= Ro'im Rachok =

Israeli military training program for autistic people

Ro'im Rachok (רואים רחוק) is a program designed to train young autistic adults in professions by the Israel Defense Forces. Qualified young adults, who want to volunteer for service in the IDF or integrate into the job market, are taught professions for which they have a comparative advantage.

Military service is mandatory in Israel for almost all citizens, but teenagers on the autism spectrum (and some with disabilities) are exempt.

The first graduates of the program learned to analyze aerial and satellite photographs in cooperation with Unit 9900. Later the program expanded and currently it trains for professions like Software QA, Information sorting Electro-optics and Electronics. The soldiers serve in more than 10 units in the Israeli Intelligence Community, Israeli Air Force and more. In 2016 the program had roughly 50 individuals.

The program is operated in cooperation with Beyond the Horizon and Ono Academic College.

== History ==
Ro'im Rachok was founded in 2013 by two Mossad veterans who realized that certain individuals on the autism spectrum could be unusually skilled at spending long hours analyzing aerial reconnaissance photographs and picking out tiny details. In addition to its military benefits, there are social benefits to the program. This poses a barrier to advancement in their lives as military service is a significant step in Israeli society for young men, both symbolically as well as professionally.

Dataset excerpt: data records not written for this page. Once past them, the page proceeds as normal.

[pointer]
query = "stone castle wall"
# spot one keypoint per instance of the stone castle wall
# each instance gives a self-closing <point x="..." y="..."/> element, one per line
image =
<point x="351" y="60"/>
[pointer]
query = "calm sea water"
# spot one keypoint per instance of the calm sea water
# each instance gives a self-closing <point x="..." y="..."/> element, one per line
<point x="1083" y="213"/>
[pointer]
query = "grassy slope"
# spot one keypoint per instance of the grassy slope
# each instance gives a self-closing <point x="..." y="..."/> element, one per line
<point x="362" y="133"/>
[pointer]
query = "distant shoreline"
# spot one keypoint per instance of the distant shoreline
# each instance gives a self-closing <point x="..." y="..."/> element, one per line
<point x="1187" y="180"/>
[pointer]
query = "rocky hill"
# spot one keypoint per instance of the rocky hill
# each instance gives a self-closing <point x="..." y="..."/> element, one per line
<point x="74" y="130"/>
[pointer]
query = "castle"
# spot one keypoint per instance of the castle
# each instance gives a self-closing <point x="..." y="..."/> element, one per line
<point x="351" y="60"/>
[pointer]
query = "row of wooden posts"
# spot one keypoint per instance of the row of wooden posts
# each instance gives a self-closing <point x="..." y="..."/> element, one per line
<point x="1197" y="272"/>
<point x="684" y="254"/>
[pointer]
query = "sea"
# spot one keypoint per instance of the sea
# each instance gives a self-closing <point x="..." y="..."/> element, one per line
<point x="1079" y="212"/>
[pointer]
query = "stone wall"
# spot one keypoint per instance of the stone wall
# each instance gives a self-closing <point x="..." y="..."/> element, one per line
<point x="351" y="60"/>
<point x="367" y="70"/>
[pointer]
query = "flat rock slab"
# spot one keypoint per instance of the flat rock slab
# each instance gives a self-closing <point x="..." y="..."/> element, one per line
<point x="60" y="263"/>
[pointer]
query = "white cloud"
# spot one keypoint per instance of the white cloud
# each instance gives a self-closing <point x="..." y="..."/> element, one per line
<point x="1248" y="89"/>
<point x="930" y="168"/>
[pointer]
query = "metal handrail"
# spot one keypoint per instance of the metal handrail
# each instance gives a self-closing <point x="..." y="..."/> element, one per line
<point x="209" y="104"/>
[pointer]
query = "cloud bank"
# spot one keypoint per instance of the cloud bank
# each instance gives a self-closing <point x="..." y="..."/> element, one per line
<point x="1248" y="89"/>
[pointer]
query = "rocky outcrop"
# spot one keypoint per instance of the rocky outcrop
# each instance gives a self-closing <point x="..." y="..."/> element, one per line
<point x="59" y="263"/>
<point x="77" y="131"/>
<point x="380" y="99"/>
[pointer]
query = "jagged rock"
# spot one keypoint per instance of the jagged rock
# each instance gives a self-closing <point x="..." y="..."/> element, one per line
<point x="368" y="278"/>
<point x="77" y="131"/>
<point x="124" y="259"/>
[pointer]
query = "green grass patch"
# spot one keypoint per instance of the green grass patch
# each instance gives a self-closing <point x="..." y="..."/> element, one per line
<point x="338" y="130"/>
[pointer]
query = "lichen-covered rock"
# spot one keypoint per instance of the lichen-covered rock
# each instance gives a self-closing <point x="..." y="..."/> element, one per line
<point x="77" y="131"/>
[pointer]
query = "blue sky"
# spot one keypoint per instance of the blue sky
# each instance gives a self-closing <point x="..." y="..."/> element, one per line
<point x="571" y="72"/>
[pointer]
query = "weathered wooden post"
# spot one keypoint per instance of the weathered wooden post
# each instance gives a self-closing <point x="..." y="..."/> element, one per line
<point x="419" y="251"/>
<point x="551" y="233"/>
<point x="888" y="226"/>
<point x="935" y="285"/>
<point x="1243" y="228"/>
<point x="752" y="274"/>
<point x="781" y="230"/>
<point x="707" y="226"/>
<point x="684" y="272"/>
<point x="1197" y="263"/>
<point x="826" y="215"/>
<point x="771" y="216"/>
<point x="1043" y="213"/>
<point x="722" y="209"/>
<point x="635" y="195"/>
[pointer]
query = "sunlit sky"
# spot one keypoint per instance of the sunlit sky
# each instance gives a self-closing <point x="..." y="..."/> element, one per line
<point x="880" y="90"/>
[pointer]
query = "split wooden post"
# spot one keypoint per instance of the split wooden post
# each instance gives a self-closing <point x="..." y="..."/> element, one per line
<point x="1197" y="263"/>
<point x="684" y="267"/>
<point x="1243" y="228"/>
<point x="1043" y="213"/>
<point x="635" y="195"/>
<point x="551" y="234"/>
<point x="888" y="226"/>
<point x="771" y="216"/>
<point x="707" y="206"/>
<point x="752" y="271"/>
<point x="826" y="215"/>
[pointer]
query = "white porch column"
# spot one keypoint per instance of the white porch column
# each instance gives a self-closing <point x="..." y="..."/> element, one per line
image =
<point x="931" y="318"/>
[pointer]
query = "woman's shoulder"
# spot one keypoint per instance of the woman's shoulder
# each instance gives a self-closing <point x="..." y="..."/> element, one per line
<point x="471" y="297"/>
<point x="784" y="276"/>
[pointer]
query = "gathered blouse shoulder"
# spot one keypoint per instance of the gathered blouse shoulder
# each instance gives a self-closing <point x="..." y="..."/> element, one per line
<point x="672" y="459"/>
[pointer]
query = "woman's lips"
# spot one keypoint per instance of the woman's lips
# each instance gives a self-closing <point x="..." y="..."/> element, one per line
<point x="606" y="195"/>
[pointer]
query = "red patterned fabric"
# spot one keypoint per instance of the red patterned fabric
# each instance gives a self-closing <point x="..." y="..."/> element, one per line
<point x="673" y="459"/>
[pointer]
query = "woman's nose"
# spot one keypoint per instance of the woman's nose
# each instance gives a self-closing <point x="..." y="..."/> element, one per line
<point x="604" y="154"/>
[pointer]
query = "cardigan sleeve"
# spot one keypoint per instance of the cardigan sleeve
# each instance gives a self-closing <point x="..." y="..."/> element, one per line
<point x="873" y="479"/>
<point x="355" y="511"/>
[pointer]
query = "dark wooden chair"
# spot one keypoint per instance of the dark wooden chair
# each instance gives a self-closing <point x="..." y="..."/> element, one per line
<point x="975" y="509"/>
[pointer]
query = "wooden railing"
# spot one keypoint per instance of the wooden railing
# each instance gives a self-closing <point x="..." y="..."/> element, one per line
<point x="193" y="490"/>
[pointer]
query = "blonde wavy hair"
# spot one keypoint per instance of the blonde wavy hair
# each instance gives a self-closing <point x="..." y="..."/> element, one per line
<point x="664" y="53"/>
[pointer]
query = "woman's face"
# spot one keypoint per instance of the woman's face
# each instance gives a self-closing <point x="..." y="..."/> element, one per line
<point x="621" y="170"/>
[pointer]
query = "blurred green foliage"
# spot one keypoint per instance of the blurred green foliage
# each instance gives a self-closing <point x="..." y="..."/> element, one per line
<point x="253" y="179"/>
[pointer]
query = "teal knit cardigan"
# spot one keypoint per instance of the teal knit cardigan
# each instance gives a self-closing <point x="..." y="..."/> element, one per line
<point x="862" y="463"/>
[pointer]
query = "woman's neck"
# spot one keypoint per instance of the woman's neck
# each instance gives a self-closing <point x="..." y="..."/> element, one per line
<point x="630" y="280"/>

Now, the military increasingly looks at autistic individuals with low support needs as potentially useful. Rather than forcing individuals to remain enlisted for the standard three years, Ro'im Rachok gives individuals the option to enlist in one-year increments once their three-month training is complete. When enlisted, the soldiers are accompanied by a therapist as well as a psychologist for their own benefit as well as to accommodate for some social barriers their commanders and colleagues may encounter.

The program also helps to prepare young autistic adults for their futures with training on how to deal with challenging situations related to their civilian life such as public transportation. The program also helps to prepare people for future careers in technological fields and careers. Ro'im Rachok aims to utilize skills people on the autism spectrum exhibit, as well as end stigma surrounding autism.